Pour les contournements formels, on note un effet en général positif sur les risques, tandis que les contournements informels avaient plutôt tendance à une augmentation des risques, en particulier lorsque le flot de travail du logiciel n’était pas suivi par l’utilisateur. Enfin, on note que l’utilisation concomitante de plusieurs systèmes (par exemple des systèmes différents dans diverses unités de soins d’un hôpital, ou un système papier à certains endroits et électroniques à d’autres, notamment durant le déploiement dy système électronique) représente également un risque.

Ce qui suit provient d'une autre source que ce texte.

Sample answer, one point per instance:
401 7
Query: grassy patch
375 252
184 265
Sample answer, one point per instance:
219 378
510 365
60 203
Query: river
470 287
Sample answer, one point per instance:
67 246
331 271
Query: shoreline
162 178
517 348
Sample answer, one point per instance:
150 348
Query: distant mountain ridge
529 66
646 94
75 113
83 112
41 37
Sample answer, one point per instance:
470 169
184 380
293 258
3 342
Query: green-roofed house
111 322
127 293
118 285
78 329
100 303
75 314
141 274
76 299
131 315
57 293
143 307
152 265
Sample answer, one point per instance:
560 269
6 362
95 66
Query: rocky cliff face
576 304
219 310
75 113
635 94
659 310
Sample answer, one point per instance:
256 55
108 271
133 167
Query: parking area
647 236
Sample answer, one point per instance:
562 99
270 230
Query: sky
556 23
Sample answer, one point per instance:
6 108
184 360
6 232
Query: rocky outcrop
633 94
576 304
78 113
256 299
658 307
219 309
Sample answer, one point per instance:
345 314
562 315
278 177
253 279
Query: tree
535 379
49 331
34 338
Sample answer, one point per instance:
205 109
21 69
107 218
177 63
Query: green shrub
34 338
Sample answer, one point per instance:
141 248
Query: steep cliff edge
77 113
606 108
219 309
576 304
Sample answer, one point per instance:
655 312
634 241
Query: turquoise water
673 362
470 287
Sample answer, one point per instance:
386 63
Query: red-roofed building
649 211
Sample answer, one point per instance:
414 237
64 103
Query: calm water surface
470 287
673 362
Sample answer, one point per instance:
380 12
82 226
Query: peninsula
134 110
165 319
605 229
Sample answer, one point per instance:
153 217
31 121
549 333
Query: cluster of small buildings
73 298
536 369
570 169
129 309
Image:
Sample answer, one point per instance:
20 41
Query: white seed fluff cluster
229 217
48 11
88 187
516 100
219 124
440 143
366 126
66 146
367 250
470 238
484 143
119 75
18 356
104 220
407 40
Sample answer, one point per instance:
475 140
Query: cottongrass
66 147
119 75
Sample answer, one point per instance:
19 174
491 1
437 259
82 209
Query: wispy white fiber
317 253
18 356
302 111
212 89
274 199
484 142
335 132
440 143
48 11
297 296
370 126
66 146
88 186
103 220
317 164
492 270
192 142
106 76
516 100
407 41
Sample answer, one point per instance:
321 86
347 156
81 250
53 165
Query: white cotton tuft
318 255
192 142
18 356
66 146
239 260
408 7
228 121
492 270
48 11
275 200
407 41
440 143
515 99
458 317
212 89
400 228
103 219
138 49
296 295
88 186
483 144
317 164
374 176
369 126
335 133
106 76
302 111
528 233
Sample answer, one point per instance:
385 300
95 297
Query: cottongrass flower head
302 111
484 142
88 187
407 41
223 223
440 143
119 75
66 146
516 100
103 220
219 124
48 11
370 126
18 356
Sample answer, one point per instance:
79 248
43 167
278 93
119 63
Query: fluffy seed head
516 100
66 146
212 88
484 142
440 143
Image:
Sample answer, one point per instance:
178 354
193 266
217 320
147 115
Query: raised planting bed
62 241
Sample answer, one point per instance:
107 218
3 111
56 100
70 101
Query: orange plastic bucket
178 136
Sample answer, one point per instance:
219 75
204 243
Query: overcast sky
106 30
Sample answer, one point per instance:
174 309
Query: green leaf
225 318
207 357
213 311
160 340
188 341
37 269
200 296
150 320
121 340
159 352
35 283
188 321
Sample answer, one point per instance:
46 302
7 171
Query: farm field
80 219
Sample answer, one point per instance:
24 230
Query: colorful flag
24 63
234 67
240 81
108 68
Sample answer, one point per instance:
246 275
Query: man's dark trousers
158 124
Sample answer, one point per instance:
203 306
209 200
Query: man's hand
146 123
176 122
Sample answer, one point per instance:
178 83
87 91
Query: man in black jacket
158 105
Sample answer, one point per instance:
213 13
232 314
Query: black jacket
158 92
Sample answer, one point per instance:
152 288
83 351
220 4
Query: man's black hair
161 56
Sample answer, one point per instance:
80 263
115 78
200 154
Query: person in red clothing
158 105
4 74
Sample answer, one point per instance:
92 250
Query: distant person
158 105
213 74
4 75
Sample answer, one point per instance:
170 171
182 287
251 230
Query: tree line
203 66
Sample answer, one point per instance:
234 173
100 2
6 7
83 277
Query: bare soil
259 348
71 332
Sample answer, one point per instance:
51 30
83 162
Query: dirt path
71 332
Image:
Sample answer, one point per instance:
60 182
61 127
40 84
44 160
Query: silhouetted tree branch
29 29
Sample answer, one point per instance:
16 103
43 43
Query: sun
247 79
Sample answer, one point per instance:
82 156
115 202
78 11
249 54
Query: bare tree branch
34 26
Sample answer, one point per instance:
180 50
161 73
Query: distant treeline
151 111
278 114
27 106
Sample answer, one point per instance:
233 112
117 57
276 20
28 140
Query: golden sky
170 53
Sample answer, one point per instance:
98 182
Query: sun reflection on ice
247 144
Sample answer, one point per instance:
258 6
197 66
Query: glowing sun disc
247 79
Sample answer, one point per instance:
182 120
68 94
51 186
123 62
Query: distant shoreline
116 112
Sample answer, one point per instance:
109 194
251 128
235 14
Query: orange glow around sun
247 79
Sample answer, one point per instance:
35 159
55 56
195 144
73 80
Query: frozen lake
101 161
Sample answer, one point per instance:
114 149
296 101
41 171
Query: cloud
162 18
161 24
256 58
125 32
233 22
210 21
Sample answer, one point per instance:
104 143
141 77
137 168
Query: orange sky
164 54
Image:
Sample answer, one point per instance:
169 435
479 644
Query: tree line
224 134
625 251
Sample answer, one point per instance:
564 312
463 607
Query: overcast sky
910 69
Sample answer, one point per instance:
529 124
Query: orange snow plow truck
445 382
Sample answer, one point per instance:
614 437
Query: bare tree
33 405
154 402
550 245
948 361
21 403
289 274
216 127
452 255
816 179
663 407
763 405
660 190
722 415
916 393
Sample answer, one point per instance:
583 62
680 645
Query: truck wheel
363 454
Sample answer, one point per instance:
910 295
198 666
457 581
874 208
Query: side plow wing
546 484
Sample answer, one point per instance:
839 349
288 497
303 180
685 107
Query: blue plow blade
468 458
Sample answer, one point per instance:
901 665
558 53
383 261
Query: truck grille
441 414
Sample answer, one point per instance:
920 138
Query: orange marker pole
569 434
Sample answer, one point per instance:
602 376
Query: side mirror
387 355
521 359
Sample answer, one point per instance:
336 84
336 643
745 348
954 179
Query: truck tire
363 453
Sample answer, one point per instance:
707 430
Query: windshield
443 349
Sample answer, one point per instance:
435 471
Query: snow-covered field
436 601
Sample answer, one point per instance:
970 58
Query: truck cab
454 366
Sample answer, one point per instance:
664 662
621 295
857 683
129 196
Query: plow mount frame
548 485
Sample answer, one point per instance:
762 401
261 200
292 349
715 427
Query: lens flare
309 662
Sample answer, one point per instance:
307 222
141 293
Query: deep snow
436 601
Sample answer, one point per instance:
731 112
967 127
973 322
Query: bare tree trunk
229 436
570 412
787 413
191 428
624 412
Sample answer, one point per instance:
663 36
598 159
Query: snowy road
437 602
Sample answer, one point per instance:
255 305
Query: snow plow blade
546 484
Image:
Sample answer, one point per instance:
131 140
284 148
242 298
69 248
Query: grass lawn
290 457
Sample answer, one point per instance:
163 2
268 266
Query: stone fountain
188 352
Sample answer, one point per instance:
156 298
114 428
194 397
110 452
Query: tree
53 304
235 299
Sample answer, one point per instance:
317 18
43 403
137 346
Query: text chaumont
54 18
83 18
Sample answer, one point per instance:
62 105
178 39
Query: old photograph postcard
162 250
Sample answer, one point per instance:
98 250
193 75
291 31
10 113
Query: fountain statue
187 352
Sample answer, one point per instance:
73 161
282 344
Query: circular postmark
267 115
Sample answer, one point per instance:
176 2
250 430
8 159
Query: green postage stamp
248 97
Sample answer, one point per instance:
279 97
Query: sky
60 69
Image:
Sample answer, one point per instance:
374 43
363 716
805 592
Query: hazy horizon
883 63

FINLANDE, ATTITUDES DES OMNIPRATICIENS FACE À LA PRESCRIPTION ÉLECTRONIQUE EN COMMUNAUTÉ

Cette étude était un sondage envoyé à 269 omnipraticiens finlandais appartenant à deux organisations de santé. L’objectif était de décrire leur opinion face à la prescription électronique, leur perception de l’utilité d’une banque de données de prescriptions centralisée nationale, et de caractériser les déterminants de l’acceptation d’un tel système.

Le système centralisé national en place en Finlande ressemble énormément à ce qui existe au Québec avec le DSQ: la prescription faite par le médecin est envoyée dans une banque de données centralisée nationale à laquelle les pharmacies peuvent se connecter. La pharmacie choisie par le patient peut ainsi « télécharger » la prescription à partir du registre national. D’ailleurs, les auteurs citent plusieurs études québécoises sur le DSQ dans leurs références, incluant une dont j’ai déjà parlé.

69 médecins ont répondu (taux de réponse de 26%), avec une expérience d’utilisation du système moyenne de 7 ans. De manière peu surprenante, les médecins qui utilisaient le système plus fréquemment trouvaient son utilisation plus facile. Contrairement à l’étude québécoise, les médecins appréciaient la transmission électronique des ordonnances, en particulier pour les médicaments narcotiques; ils avaient l’impression que l’utilisation illicite était mieux contrôlée avec ce système. Environ deux tiers avaient l’impression que le système améliorait la sécurité de l’utilisation des médicaments.

Parmi les lacunes identifiées du système, les répondants ont relevé la lenteur, la nécessité de naviguer sur plusieurs pages pour rédiger des prescriptions, des difficultés pour obtenir une confirmation de transmission des ordonnances, des lacunes dans la formation, ainsi qu’une difficulté à gérer les exceptions, qui menaient souvent les médecins à simplement imprimer une ordonnance papier plutôt qu’à la transmettre électroniquement.